Следующим утром с противным скрипом открылась дверь камеры. Зашли трое и знаками приказали Эйдену подняться. Не понимая, что происходит, тот встал. Его резким движением развернули, мгновенно защелкнули за спиной наручники, задрали кисти вверх и в виде буквы «Г» вывели в коридор. Эйден попытался вывернуться. Он же миллионы раз прокручивал в голове эту ситуацию. Но парни знали дело туго. Сначала прилетел удар ногой под колено, потом дубинками по голове и шее. После того, как Эйден приподнялся на карачки, конвоир со скучающим выражением пробил тяжелым сапогом точно в копчик. Взрыв боли, который последовал после этого, Эйден не забудет никогда. Самое страшное, что эти отродья злого бога Сато даже не изменились в лице и не сказали ни единого слова. Как будто точно знали, что именно так все и будет. Скупые движения и минимальное время, потраченное на успокоение очень опасного, в общем-то человека, говорили о немалом опыте и недюжинном мастерстве. Одуревшего от боли и унижения Эйдена притащили в отделанный старым кафелем душ, сняли наручники и показали пальцем на часы и потом растопыренную пятерню. Эйден все понял правильно — купаться, 5 минут времени. Быстро оглядев помещение, он понял: бежать не получится. Тот же каменный мешок, и то же крошечное оконце с двойным рядом прутьев толщиной в палец. Быстро и удовольствием смыв с себя трехмесячные грязь и пот, Эйден почувствовал прилив сил. Снова захотелось жить. Хотя бы просто для того, чтобы резать этих шелудивых псов. Показал бы он им один на один.

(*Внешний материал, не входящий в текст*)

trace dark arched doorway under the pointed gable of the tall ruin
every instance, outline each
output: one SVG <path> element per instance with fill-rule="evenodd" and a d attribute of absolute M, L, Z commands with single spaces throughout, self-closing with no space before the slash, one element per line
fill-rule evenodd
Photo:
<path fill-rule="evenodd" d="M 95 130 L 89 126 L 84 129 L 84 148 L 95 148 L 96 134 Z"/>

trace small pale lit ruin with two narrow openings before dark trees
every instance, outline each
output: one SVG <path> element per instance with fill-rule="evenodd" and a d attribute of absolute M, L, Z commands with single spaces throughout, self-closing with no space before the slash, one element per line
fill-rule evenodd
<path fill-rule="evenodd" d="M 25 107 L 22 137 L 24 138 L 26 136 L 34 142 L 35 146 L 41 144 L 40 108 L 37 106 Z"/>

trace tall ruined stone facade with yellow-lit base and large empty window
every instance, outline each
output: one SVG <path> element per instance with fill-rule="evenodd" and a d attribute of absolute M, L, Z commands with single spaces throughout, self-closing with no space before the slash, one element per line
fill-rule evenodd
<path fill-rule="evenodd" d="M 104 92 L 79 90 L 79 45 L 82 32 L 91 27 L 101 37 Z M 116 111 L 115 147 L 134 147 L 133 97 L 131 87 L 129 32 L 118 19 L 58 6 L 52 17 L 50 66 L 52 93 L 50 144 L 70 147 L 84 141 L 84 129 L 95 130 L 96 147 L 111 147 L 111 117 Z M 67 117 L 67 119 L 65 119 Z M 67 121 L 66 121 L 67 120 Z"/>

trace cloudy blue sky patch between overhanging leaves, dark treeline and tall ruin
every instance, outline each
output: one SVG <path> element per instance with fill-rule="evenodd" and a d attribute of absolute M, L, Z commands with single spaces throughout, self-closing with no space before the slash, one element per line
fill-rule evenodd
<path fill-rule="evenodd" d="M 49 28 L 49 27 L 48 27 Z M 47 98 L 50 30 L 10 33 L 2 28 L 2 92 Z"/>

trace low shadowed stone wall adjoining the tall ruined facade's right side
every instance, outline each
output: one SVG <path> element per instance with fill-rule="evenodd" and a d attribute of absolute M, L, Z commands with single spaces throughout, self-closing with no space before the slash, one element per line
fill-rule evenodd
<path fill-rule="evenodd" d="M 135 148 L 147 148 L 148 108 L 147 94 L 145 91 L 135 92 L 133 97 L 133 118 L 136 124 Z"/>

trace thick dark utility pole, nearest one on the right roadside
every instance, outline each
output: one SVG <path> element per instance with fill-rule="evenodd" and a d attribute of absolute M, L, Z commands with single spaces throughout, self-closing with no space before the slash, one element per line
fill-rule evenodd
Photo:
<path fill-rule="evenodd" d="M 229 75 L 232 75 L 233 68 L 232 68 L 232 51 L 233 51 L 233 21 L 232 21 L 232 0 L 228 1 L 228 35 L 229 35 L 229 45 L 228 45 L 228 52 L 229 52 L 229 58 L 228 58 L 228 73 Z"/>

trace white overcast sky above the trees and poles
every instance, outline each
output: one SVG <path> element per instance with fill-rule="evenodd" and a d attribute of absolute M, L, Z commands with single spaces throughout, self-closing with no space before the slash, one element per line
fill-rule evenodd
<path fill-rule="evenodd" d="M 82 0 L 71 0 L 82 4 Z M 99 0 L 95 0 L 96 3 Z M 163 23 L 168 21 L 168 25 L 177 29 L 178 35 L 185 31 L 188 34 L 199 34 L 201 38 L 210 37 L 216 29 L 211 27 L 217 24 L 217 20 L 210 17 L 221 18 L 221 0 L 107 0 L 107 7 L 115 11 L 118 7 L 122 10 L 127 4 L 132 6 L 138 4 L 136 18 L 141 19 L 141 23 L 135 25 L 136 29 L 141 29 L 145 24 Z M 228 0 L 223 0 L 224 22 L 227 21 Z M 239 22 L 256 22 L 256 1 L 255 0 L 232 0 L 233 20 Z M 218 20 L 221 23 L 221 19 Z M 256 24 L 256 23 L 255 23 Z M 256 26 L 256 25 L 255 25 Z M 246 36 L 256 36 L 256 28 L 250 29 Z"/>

Его старая одежда куда-то исчезла, а на прикрученной к полу табуретке лежал серый комплект одежды с номером 18 на левой стороне груди. Конвоиры со скучающими лицами показали ему, чтобы повернулся спиной. Эйден на мгновение напрягся, но уже через секунду в глазах этих выродков прочитал, что одним ударом в копчик дело не обойдется. Эйден повернулся и свел руки за спиной. Через секунду последовал лязг наручников.
— Ну здравствуй, Эйден, — перевели ему слова сидящего напротив коротко стриженого черноволосого человека в сером форменном кителе. Он был явно не местный. — Как тебе наше гостеприимство? Всем ли доволен, не хочешь ли еще погостить? Несмотря на издевательскую речь, человек был абсолютно серьезен.